In rats, it has been shown that exchanging one amino acid on the Nav 1.2 channel (phenylalanine exchanged for alanine) can make the channel insensitive to use dependent block. This provides an excellent example then of mutations that can result in insensitivity to LAs in humans. More likely, is that some individuals have receptors (or pores) that make the LA less effective. Thus, by increasing the concentration at the site of action, one may be able to create a block. Investigators have shown that capsaicin can cause previously insensitive neurons to become sensitive. Furthermore, it has been demonstrated that Capsaicin applied to nerves can allow a lidocaine analogue name QX-314 access to the inside of the cell and thus cause blockade of sensorty neurons only.
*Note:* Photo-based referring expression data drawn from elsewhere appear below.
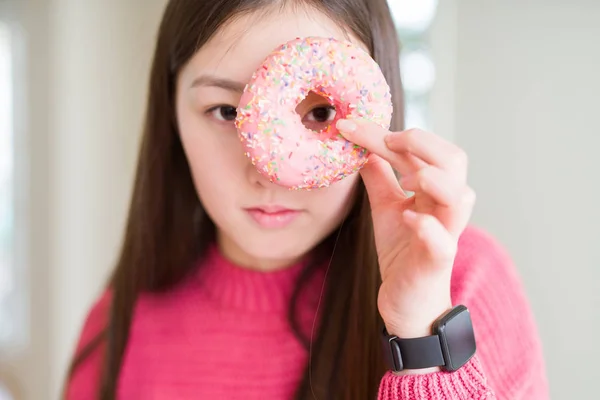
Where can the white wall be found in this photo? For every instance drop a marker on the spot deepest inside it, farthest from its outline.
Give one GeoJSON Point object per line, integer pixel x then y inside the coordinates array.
{"type": "Point", "coordinates": [100, 60]}
{"type": "Point", "coordinates": [517, 87]}
{"type": "Point", "coordinates": [527, 92]}
{"type": "Point", "coordinates": [84, 84]}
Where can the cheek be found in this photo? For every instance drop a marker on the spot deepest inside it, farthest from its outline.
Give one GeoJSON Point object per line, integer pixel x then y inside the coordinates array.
{"type": "Point", "coordinates": [334, 202]}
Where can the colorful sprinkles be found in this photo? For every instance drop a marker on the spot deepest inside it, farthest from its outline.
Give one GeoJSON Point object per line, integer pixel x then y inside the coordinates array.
{"type": "Point", "coordinates": [277, 142]}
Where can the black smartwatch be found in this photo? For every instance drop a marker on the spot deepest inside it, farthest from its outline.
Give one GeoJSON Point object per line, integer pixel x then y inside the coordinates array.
{"type": "Point", "coordinates": [450, 346]}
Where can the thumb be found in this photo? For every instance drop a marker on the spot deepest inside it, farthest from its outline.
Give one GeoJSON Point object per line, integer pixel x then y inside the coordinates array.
{"type": "Point", "coordinates": [381, 182]}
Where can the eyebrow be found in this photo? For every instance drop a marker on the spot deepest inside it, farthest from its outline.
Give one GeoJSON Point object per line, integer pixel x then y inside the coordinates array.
{"type": "Point", "coordinates": [211, 80]}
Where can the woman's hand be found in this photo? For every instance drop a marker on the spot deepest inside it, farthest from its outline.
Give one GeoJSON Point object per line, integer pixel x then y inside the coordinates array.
{"type": "Point", "coordinates": [416, 236]}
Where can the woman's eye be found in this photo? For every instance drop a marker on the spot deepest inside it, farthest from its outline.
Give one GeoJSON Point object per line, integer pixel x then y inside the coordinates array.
{"type": "Point", "coordinates": [223, 113]}
{"type": "Point", "coordinates": [321, 114]}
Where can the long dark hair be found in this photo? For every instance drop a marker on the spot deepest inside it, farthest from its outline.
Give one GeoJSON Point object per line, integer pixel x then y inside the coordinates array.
{"type": "Point", "coordinates": [167, 229]}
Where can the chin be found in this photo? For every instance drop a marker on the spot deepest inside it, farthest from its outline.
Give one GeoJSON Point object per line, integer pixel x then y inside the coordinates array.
{"type": "Point", "coordinates": [275, 253]}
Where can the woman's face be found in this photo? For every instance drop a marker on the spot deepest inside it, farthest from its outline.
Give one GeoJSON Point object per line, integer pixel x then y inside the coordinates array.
{"type": "Point", "coordinates": [259, 224]}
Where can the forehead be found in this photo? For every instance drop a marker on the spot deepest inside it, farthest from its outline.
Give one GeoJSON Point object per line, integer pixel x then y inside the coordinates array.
{"type": "Point", "coordinates": [241, 46]}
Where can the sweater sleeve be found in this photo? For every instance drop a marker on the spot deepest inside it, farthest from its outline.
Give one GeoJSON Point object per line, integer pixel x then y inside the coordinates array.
{"type": "Point", "coordinates": [508, 364]}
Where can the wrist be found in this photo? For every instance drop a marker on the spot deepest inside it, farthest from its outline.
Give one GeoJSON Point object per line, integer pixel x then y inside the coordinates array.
{"type": "Point", "coordinates": [445, 344]}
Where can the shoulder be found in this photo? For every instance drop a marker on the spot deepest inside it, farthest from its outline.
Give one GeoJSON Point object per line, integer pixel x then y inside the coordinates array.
{"type": "Point", "coordinates": [482, 262]}
{"type": "Point", "coordinates": [486, 280]}
{"type": "Point", "coordinates": [83, 380]}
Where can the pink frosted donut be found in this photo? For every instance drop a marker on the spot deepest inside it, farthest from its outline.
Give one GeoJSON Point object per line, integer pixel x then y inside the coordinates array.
{"type": "Point", "coordinates": [275, 139]}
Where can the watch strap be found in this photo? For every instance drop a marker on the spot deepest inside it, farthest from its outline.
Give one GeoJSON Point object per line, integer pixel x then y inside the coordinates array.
{"type": "Point", "coordinates": [414, 353]}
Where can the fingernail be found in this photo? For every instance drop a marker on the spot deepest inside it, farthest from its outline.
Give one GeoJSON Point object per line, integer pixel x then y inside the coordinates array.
{"type": "Point", "coordinates": [407, 180]}
{"type": "Point", "coordinates": [409, 214]}
{"type": "Point", "coordinates": [345, 125]}
{"type": "Point", "coordinates": [390, 137]}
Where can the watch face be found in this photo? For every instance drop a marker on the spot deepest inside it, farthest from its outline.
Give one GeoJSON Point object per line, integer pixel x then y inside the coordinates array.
{"type": "Point", "coordinates": [458, 339]}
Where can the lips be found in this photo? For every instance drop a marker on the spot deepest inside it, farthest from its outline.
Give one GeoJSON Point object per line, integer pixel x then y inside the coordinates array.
{"type": "Point", "coordinates": [272, 216]}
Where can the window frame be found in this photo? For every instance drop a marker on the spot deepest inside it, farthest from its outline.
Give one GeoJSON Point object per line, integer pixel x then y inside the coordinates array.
{"type": "Point", "coordinates": [19, 299]}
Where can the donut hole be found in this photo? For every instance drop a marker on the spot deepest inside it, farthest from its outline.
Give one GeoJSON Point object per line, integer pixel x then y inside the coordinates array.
{"type": "Point", "coordinates": [318, 114]}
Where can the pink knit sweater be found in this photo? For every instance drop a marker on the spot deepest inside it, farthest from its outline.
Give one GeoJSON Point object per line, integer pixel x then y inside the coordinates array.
{"type": "Point", "coordinates": [223, 334]}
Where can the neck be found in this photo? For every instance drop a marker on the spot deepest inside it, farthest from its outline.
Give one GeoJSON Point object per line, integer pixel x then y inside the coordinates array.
{"type": "Point", "coordinates": [238, 256]}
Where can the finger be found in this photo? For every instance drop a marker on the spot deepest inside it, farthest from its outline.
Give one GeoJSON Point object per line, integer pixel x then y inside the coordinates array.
{"type": "Point", "coordinates": [381, 182]}
{"type": "Point", "coordinates": [439, 245]}
{"type": "Point", "coordinates": [444, 188]}
{"type": "Point", "coordinates": [456, 199]}
{"type": "Point", "coordinates": [372, 137]}
{"type": "Point", "coordinates": [429, 147]}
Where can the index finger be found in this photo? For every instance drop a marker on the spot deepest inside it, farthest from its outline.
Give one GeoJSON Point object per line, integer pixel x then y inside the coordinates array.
{"type": "Point", "coordinates": [372, 137]}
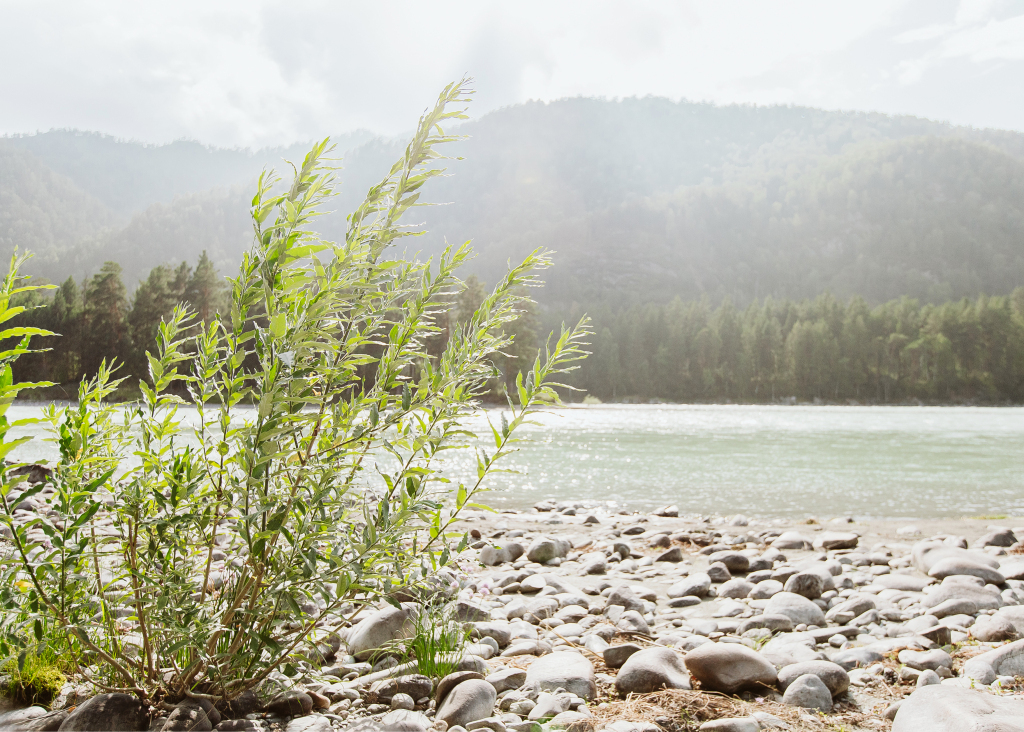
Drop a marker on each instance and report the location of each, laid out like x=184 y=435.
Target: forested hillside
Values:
x=727 y=252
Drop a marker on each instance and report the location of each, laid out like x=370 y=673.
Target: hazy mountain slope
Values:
x=130 y=176
x=642 y=199
x=43 y=211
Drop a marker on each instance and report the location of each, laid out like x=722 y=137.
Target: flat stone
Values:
x=469 y=701
x=830 y=541
x=404 y=721
x=379 y=629
x=808 y=692
x=564 y=670
x=313 y=723
x=735 y=589
x=807 y=585
x=857 y=658
x=113 y=713
x=926 y=554
x=450 y=682
x=951 y=708
x=1005 y=660
x=951 y=566
x=507 y=679
x=729 y=668
x=797 y=608
x=696 y=585
x=650 y=670
x=614 y=656
x=832 y=675
x=921 y=660
x=733 y=724
x=792 y=540
x=963 y=587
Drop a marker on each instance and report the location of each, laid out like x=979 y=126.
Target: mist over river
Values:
x=756 y=460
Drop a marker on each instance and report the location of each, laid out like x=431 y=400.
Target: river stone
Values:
x=614 y=656
x=415 y=685
x=997 y=537
x=504 y=553
x=792 y=540
x=857 y=658
x=830 y=541
x=952 y=708
x=766 y=589
x=926 y=554
x=832 y=675
x=290 y=703
x=1005 y=660
x=633 y=621
x=808 y=692
x=445 y=685
x=469 y=701
x=695 y=585
x=904 y=583
x=404 y=721
x=624 y=596
x=797 y=608
x=807 y=585
x=964 y=587
x=775 y=623
x=564 y=670
x=957 y=565
x=110 y=713
x=650 y=670
x=381 y=628
x=313 y=723
x=544 y=549
x=507 y=679
x=729 y=668
x=993 y=629
x=733 y=561
x=192 y=715
x=735 y=589
x=934 y=659
x=733 y=724
x=719 y=572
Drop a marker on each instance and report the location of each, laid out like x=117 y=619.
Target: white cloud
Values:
x=256 y=73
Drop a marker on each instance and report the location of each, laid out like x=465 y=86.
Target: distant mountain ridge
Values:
x=644 y=200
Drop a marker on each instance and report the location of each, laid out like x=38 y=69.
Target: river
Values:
x=881 y=462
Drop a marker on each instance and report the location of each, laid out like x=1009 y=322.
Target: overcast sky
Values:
x=254 y=74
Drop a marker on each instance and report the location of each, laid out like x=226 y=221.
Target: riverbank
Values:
x=594 y=619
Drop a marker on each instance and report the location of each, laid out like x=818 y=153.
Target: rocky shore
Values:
x=587 y=619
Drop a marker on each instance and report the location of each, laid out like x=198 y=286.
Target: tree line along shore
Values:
x=963 y=351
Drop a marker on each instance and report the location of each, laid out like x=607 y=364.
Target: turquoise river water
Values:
x=759 y=461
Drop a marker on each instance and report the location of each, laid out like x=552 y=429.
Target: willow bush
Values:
x=320 y=426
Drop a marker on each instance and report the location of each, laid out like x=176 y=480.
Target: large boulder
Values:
x=109 y=713
x=797 y=608
x=381 y=628
x=467 y=702
x=951 y=708
x=650 y=670
x=565 y=670
x=729 y=668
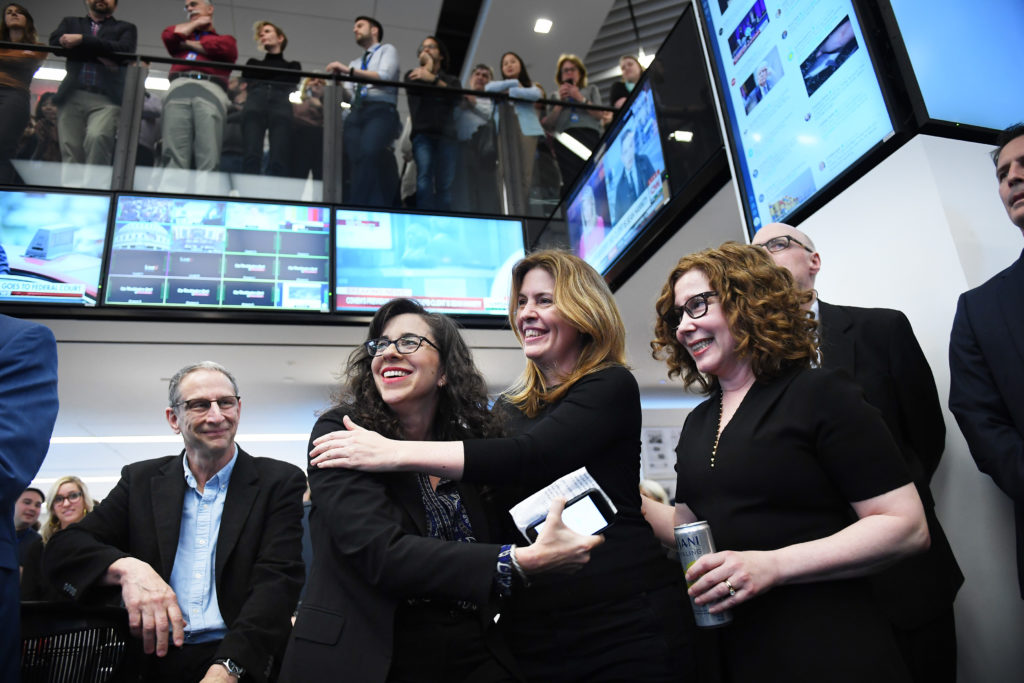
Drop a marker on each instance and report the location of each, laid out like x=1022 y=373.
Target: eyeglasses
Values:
x=203 y=406
x=782 y=243
x=695 y=306
x=404 y=344
x=73 y=497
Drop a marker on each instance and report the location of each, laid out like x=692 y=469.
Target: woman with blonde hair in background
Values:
x=69 y=502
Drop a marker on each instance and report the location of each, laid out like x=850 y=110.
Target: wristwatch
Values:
x=232 y=669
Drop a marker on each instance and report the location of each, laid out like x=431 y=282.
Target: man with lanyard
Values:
x=196 y=105
x=89 y=97
x=373 y=122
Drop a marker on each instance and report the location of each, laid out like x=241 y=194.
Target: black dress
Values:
x=797 y=452
x=623 y=616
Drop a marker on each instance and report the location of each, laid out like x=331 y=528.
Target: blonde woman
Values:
x=69 y=502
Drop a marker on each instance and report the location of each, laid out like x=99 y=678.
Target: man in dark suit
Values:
x=89 y=96
x=205 y=546
x=986 y=347
x=28 y=411
x=637 y=172
x=879 y=348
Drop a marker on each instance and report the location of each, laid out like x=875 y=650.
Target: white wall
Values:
x=914 y=232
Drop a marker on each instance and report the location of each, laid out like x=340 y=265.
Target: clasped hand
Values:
x=747 y=573
x=557 y=547
x=152 y=604
x=355 y=449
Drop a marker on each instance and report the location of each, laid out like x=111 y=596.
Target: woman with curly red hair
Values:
x=801 y=482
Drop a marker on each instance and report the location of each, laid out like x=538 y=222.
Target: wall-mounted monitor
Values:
x=624 y=187
x=201 y=253
x=451 y=264
x=964 y=57
x=51 y=247
x=801 y=98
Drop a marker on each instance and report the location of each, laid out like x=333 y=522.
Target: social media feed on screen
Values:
x=51 y=247
x=803 y=98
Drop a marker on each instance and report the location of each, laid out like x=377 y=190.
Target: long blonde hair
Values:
x=52 y=524
x=584 y=299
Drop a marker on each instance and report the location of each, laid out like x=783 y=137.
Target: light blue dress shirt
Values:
x=193 y=577
x=384 y=60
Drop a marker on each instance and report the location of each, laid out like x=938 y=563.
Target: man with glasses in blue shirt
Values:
x=878 y=347
x=205 y=546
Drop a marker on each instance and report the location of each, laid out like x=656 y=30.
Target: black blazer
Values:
x=879 y=348
x=258 y=567
x=986 y=384
x=114 y=36
x=371 y=553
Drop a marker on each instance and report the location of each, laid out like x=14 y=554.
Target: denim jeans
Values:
x=435 y=160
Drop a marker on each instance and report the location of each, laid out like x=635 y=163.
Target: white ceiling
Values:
x=114 y=375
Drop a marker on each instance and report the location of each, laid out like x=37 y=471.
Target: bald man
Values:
x=879 y=348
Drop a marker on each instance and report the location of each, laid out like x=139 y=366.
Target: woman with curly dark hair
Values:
x=404 y=579
x=623 y=616
x=801 y=482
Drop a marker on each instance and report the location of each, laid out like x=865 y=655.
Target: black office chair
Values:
x=65 y=642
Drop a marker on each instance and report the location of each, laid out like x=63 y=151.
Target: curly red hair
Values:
x=763 y=307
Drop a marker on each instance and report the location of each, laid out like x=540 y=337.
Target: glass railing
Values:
x=161 y=125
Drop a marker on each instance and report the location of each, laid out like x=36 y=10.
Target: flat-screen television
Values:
x=202 y=253
x=451 y=264
x=624 y=187
x=51 y=247
x=965 y=59
x=802 y=101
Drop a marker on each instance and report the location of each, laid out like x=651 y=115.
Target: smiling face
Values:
x=14 y=18
x=198 y=8
x=27 y=509
x=803 y=264
x=269 y=39
x=511 y=67
x=1010 y=173
x=69 y=511
x=631 y=70
x=479 y=79
x=208 y=435
x=364 y=32
x=568 y=72
x=548 y=339
x=708 y=339
x=409 y=383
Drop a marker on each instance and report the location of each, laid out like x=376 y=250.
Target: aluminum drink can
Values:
x=694 y=541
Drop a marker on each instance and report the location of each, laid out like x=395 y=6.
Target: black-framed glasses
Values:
x=781 y=243
x=404 y=344
x=695 y=306
x=203 y=406
x=74 y=496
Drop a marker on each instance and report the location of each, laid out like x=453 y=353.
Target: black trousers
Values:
x=438 y=645
x=266 y=109
x=644 y=637
x=187 y=664
x=13 y=117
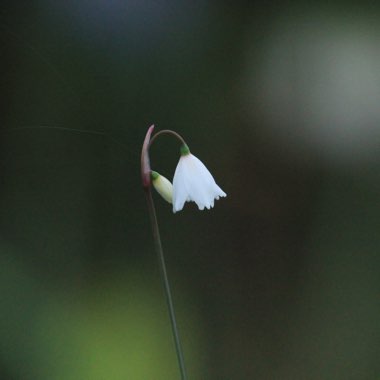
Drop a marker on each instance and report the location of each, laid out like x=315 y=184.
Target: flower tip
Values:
x=163 y=186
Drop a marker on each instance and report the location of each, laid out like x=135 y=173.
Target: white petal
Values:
x=193 y=182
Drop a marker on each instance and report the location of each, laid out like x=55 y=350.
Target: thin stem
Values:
x=167 y=131
x=164 y=277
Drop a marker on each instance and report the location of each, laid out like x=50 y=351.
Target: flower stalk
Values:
x=147 y=182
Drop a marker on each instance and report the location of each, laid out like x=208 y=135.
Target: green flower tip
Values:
x=184 y=150
x=154 y=175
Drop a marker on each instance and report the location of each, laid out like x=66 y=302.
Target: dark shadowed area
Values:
x=281 y=280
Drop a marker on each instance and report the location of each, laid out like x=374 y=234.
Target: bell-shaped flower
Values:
x=163 y=186
x=193 y=182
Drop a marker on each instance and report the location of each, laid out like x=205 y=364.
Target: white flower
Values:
x=193 y=182
x=163 y=186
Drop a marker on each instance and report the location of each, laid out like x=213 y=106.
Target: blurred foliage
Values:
x=280 y=280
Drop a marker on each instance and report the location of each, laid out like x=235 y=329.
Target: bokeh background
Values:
x=281 y=280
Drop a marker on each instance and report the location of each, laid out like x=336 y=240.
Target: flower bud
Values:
x=163 y=186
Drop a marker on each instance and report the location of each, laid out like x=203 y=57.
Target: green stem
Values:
x=164 y=277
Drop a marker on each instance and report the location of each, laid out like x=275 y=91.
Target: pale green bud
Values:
x=163 y=186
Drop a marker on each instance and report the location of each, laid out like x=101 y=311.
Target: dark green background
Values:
x=280 y=280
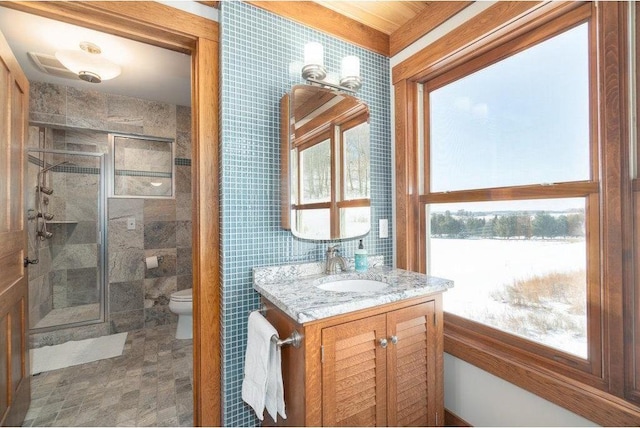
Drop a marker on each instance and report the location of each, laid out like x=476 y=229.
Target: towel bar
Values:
x=295 y=340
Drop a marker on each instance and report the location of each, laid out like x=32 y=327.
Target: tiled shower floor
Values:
x=69 y=315
x=150 y=384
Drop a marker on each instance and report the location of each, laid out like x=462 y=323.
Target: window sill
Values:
x=585 y=400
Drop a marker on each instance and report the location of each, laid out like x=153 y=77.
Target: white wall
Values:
x=483 y=399
x=194 y=8
x=471 y=393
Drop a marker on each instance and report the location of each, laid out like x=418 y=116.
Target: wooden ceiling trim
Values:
x=446 y=49
x=215 y=4
x=138 y=21
x=385 y=16
x=434 y=14
x=328 y=21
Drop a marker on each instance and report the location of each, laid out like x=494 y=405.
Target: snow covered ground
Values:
x=482 y=267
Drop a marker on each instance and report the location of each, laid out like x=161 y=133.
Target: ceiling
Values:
x=148 y=72
x=384 y=16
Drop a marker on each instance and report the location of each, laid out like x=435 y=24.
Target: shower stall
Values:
x=66 y=202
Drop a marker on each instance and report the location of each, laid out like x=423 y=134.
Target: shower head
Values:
x=46 y=190
x=43 y=170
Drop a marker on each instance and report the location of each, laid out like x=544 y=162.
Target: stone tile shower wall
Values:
x=79 y=120
x=257 y=48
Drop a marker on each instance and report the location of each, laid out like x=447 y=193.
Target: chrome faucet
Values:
x=334 y=259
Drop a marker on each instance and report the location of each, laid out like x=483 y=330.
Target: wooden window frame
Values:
x=598 y=393
x=337 y=200
x=588 y=370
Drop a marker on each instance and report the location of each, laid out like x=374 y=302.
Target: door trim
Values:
x=164 y=26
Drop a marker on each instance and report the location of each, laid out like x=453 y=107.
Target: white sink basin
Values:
x=353 y=285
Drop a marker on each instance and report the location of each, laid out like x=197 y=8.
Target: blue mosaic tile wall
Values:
x=257 y=48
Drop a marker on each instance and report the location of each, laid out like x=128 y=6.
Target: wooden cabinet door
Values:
x=14 y=326
x=354 y=374
x=411 y=363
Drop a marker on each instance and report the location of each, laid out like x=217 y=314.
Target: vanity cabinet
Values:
x=376 y=367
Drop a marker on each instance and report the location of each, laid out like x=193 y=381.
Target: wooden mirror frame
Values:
x=320 y=123
x=156 y=24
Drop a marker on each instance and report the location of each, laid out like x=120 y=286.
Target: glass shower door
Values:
x=65 y=204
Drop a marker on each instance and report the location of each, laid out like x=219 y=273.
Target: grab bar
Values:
x=295 y=340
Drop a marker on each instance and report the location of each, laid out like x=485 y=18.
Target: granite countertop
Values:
x=293 y=289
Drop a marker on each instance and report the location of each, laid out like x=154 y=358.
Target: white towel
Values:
x=262 y=384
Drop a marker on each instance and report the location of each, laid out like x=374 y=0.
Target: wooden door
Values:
x=354 y=374
x=14 y=356
x=412 y=366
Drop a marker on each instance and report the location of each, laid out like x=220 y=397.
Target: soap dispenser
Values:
x=361 y=258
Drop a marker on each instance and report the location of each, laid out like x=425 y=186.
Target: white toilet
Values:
x=181 y=304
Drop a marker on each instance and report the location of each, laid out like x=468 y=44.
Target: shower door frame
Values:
x=101 y=238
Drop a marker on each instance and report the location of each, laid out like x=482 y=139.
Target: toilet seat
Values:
x=182 y=295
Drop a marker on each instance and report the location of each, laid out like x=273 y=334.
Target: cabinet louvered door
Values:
x=354 y=374
x=410 y=363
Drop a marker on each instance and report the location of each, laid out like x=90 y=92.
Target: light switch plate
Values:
x=384 y=228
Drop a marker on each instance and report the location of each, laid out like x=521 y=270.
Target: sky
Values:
x=523 y=120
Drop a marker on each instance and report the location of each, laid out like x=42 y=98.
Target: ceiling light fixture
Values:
x=88 y=63
x=315 y=72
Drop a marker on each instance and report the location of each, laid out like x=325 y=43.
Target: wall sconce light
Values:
x=88 y=63
x=314 y=70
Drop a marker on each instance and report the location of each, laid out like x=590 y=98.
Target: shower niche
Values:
x=143 y=167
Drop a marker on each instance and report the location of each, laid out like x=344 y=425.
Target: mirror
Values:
x=143 y=167
x=325 y=156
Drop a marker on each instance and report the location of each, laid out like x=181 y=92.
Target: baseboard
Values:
x=453 y=420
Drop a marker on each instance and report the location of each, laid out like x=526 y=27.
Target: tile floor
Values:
x=69 y=315
x=150 y=384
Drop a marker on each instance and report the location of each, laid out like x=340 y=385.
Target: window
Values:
x=521 y=125
x=517 y=187
x=342 y=152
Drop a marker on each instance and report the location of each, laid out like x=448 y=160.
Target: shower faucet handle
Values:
x=28 y=261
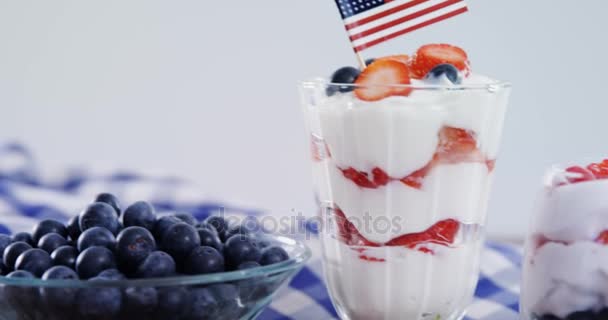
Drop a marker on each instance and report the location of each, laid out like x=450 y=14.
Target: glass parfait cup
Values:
x=565 y=267
x=402 y=187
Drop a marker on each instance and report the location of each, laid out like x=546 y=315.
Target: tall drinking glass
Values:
x=565 y=268
x=402 y=185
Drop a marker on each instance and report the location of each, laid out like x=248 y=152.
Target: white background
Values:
x=207 y=89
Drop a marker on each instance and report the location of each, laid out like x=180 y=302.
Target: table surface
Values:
x=26 y=197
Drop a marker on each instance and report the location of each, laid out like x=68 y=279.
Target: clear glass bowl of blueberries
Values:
x=111 y=264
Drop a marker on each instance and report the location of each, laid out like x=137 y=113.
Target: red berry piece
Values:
x=381 y=79
x=432 y=55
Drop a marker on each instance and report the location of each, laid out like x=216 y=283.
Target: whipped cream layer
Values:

Under normal conditions, QX-314 does not cause blockade because it is permently charge (quarternary amide structure). But, after or with treatment with Capsaicin, QX-314 is able to gain access to the inside of the cell, and since it is permenently charged, it is very effective at binding to and inhibiting Nav channel.
Of course, clinical use of capsaicin is limited and much research needs to be done to see if this might serve as possible modality to aid in patients who have demonstrated a resistance to LA. Certainly, there likely to be multiple mutations that result in resistance, and pretreatment with capsaicin is likely to only address a few of them.



1 comment:

Unknown said...

I find very little documentation of local anesthetic resistance. My 3 attempted epidurals did not relieve pain when I birthed my 10lb son in 2000. A sigmoidoscopy was unsuccessful due to pain that year, as well. A colonoscopy under GA was performed. In 2004, a cyst was removed from my face by a plastic surgeon and I never numbed. Recently, my dentist has tried three times, unsuccessfully, to numb me for a cavity filling. I've been told by my GP that I have a sodium channel abnormality. Looking into sedation dentistry to get tooth fixed.